Literally, it shouldn’t exist. Topps had an MLB-blessed monopoly on the market. What did SSPC (Sports Stars Publishing Company) do? They simply made a set of cards unlicensed by the MLB and the MLBPA. Topps sued them, and the result of the lawsuit was that they’d stop making cards. Read more about SSPC and their parent company, TCMA, on the Baseball Card Pedia.

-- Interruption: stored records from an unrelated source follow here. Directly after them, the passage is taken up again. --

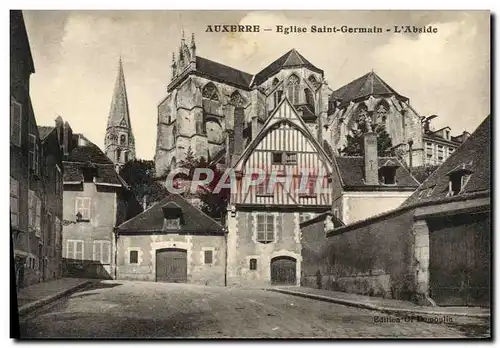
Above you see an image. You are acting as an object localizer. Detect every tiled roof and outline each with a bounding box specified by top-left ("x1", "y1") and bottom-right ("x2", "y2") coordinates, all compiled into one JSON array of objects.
[
  {"x1": 117, "y1": 194, "x2": 225, "y2": 234},
  {"x1": 410, "y1": 165, "x2": 440, "y2": 184},
  {"x1": 331, "y1": 71, "x2": 407, "y2": 106},
  {"x1": 196, "y1": 56, "x2": 253, "y2": 89},
  {"x1": 335, "y1": 156, "x2": 420, "y2": 189},
  {"x1": 403, "y1": 115, "x2": 491, "y2": 206},
  {"x1": 253, "y1": 49, "x2": 323, "y2": 86},
  {"x1": 63, "y1": 138, "x2": 124, "y2": 186},
  {"x1": 37, "y1": 126, "x2": 55, "y2": 140}
]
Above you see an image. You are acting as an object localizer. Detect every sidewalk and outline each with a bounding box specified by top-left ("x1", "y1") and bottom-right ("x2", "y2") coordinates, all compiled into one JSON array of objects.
[
  {"x1": 17, "y1": 277, "x2": 92, "y2": 316},
  {"x1": 268, "y1": 287, "x2": 490, "y2": 319}
]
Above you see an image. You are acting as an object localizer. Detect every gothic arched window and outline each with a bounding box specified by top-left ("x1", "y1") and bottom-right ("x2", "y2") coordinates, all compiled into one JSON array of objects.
[
  {"x1": 304, "y1": 88, "x2": 314, "y2": 113},
  {"x1": 120, "y1": 134, "x2": 127, "y2": 146},
  {"x1": 202, "y1": 83, "x2": 220, "y2": 102},
  {"x1": 287, "y1": 74, "x2": 300, "y2": 105},
  {"x1": 376, "y1": 102, "x2": 389, "y2": 125},
  {"x1": 230, "y1": 91, "x2": 244, "y2": 107},
  {"x1": 308, "y1": 75, "x2": 319, "y2": 89}
]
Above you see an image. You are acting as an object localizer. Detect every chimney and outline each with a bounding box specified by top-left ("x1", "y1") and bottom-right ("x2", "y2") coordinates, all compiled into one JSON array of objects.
[
  {"x1": 63, "y1": 121, "x2": 73, "y2": 157},
  {"x1": 363, "y1": 132, "x2": 378, "y2": 185}
]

For the card itself, it looks like a Spring Training photoshoot, similar to the 1975 Topps. If the link above is to be trusted, the design goal was to copy the Bowman 1953. Mission accomplished. Interestingly, it’s printed on white paper instead of cardboard. Because the card doesn’t have tabular statistics, there’s more room for copy (written by Keith Olbermann while he was in high school, nonetheless), where we learn that his 1975 season was short due to a Spring Training hit-by-pitch. “BR-TR” left me scratching my head longer than I’d like to admit. It’s “Bats Right – Throws Right.” I’d go so far to say that there’s enough room on the card to not abbreviate it, but, hey, I’m no card designer.